Three flagpoles are placed at regular intervals along the northern side of the park and a timber sign of more recent origin is placed to the western side of the northern entrance to clearly identify the monument to the passing traffic on Sandgate Road.

Tablet 1: Pastor Eipper, Pastor W Schmidt, Lay Missionaries, L Doege, F T Franz, A T W Hartenstein, G Hauszmann, P Niquet, A Olbrecht, A Rode. G Wagner, J L Zillmann.

Tablet 2: These missionaries with their families, settled at Zion's Hill near this spot in the year 1838. This monument was erected by the People of Queensland, The Hon W Forgan-Smith LL.D. M.L.A Premier, Ald. The Hon. A J Jones, Lord Mayor, Brisbane.

Tablet 3: This settlement was inspired by John Dunmore Lang and Johannes Goszner.

Tablet 4: 1838 H.M. Queen Victoria, H.E. Sir George Gipps Governor of New South Wales. 1938 H.M. King George VI, H.E. Colonel the Right Honourable Sir Leslie Orme Wilson GCS GCMG GCIE, DSO LL.D Governor of Queensland.

The German-Australian Friendship Plaque was unveiled during the German Australian Pioneer Week on the 15 October 1988 by the Hon.
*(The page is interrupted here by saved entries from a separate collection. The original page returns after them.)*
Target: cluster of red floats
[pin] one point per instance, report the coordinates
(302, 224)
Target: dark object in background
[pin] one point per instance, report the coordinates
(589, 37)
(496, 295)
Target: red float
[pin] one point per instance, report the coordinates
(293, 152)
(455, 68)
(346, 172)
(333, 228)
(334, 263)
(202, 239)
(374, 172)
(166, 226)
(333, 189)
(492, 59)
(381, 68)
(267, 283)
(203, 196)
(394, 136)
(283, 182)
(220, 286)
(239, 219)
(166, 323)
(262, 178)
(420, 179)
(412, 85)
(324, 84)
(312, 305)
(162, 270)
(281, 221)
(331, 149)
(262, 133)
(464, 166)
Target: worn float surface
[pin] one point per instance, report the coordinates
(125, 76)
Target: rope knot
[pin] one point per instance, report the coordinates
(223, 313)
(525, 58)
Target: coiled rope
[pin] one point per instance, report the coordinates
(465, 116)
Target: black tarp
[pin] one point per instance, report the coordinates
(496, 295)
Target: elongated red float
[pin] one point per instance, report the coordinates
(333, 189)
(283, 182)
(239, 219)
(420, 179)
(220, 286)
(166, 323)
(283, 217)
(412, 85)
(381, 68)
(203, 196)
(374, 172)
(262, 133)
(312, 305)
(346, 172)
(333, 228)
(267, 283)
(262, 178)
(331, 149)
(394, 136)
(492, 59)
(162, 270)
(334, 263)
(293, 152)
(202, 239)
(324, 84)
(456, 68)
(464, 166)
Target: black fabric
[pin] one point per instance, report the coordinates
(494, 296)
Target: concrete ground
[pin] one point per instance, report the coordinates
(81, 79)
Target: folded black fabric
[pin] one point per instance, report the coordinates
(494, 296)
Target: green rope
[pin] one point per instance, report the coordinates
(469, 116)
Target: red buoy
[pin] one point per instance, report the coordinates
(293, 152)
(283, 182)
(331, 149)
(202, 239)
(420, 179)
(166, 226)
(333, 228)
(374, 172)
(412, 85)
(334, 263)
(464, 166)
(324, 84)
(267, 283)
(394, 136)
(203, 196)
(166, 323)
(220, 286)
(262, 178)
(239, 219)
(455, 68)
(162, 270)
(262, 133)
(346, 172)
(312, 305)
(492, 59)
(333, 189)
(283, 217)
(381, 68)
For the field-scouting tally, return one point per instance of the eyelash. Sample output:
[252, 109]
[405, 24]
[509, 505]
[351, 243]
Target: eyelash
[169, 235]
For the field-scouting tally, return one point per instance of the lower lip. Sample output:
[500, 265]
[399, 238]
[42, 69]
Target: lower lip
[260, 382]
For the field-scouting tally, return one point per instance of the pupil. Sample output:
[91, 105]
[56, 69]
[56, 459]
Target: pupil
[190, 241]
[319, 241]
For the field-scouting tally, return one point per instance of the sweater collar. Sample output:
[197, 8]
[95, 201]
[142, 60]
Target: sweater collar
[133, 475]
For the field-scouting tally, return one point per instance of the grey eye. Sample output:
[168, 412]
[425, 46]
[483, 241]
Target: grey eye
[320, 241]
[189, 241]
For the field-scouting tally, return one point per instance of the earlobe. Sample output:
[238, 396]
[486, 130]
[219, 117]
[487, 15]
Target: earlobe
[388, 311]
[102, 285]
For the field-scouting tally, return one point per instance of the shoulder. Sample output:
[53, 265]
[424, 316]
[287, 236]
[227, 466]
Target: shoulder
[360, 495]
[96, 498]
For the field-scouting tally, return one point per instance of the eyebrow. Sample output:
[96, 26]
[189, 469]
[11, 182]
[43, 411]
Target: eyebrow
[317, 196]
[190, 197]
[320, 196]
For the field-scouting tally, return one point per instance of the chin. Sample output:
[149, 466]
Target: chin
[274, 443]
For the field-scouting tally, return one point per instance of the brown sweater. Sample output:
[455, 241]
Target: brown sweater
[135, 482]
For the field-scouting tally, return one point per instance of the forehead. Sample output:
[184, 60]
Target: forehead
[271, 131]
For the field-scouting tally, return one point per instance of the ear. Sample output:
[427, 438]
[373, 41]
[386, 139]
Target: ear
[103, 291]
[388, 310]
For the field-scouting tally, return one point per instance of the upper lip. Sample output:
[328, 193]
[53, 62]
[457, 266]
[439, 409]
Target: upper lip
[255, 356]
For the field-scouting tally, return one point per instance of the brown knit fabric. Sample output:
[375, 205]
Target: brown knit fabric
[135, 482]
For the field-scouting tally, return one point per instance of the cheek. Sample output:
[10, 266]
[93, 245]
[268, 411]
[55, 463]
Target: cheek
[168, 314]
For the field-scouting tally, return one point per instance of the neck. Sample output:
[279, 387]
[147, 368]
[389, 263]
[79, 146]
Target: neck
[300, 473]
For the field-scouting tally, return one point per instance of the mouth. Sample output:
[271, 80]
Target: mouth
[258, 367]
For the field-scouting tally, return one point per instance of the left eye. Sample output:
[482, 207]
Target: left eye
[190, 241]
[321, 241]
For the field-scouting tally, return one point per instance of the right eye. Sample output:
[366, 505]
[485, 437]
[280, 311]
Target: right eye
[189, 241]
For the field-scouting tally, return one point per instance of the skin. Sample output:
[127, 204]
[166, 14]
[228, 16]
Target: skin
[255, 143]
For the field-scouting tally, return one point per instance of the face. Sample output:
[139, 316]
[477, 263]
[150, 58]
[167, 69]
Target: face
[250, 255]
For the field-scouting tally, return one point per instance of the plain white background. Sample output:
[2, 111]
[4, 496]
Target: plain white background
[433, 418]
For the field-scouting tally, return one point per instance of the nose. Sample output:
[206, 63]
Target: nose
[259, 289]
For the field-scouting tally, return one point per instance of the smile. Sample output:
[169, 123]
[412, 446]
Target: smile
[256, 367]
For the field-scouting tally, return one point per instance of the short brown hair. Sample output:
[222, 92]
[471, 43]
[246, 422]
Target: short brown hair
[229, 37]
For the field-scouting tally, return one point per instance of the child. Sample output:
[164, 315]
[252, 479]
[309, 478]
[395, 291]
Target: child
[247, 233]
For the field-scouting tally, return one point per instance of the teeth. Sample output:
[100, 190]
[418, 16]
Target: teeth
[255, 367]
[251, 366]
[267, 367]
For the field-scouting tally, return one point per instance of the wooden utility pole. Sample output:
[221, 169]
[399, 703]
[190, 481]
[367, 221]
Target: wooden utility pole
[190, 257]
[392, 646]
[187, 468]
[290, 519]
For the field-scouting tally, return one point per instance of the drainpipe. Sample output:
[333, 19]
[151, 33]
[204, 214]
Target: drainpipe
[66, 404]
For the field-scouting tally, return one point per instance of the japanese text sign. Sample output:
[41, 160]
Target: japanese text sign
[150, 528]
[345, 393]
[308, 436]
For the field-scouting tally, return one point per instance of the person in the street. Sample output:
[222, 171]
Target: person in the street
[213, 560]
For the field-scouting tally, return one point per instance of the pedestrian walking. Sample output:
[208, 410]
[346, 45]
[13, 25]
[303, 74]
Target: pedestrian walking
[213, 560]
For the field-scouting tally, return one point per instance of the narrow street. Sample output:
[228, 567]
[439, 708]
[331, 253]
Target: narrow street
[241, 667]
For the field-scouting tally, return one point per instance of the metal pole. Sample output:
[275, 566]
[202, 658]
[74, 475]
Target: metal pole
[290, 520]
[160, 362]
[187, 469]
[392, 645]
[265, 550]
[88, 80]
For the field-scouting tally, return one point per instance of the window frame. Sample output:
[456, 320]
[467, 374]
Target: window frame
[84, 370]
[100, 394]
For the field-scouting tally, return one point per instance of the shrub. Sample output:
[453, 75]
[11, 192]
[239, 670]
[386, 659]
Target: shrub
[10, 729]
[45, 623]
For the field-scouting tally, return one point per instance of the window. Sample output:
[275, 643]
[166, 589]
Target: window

W. A. (Bill) Gunn, Deputy Premier, Minister for Public Works, Main Roads and Expo and Police and Dr Karl-Heinz Berninger Consul-General for the Federal Republic of Germany in commemoration of 150 years first free settlement in Queensland by German Missionaries who settled in 1838 at Walkers Way, Nundah.

== Heritage listing ==
First Free Settlers Monument was listed on the Queensland Heritage Register on 26 June 1998 having satisfied the following criteria.

The place is important in demonstrating the evolution or pattern of Queensland's history.

The First Free Settlers Monument, Nundah, was erected in 1938 to commemorate the first free settlement within the area of Moreton Bay, later to become Queensland. The first settlers were German Protestant families who were recruited by the Rev. John Dunmore Lang. The monument is significant as it commemorates an important part of the evolution of Queensland's history, of which little physical evidence remains.

The place is important in demonstrating the principal characteristics of a particular class of cultural places.

The place demonstrates the principal characteristics of a memorial structure, by the use of materials and forms commonly associated with memorials and the formal layout of the surrounding park.

The place is important because of its aesthetic significance.

It is also of aesthetic significance due to its design qualities and landmark presence within the streetscape.

The place has a strong or special association with a particular community or cultural group for social, cultural or spiritual reasons.

The place has strong associations with the Nundah and German communities, and others who attend the annual ceremony to commemorate the arrival of the first group of free settlers who established a community based on religious faith and hard work.

The place has a special association with the life or work of a particular person, group or organisation of importance in Queensland's history.

The place also has a special association with the life and work of John Dunmore Lang, as it commemorates the initiatives provided by him for the establishment in Australia of a community of people with strong religious beliefs and pioneer spirit.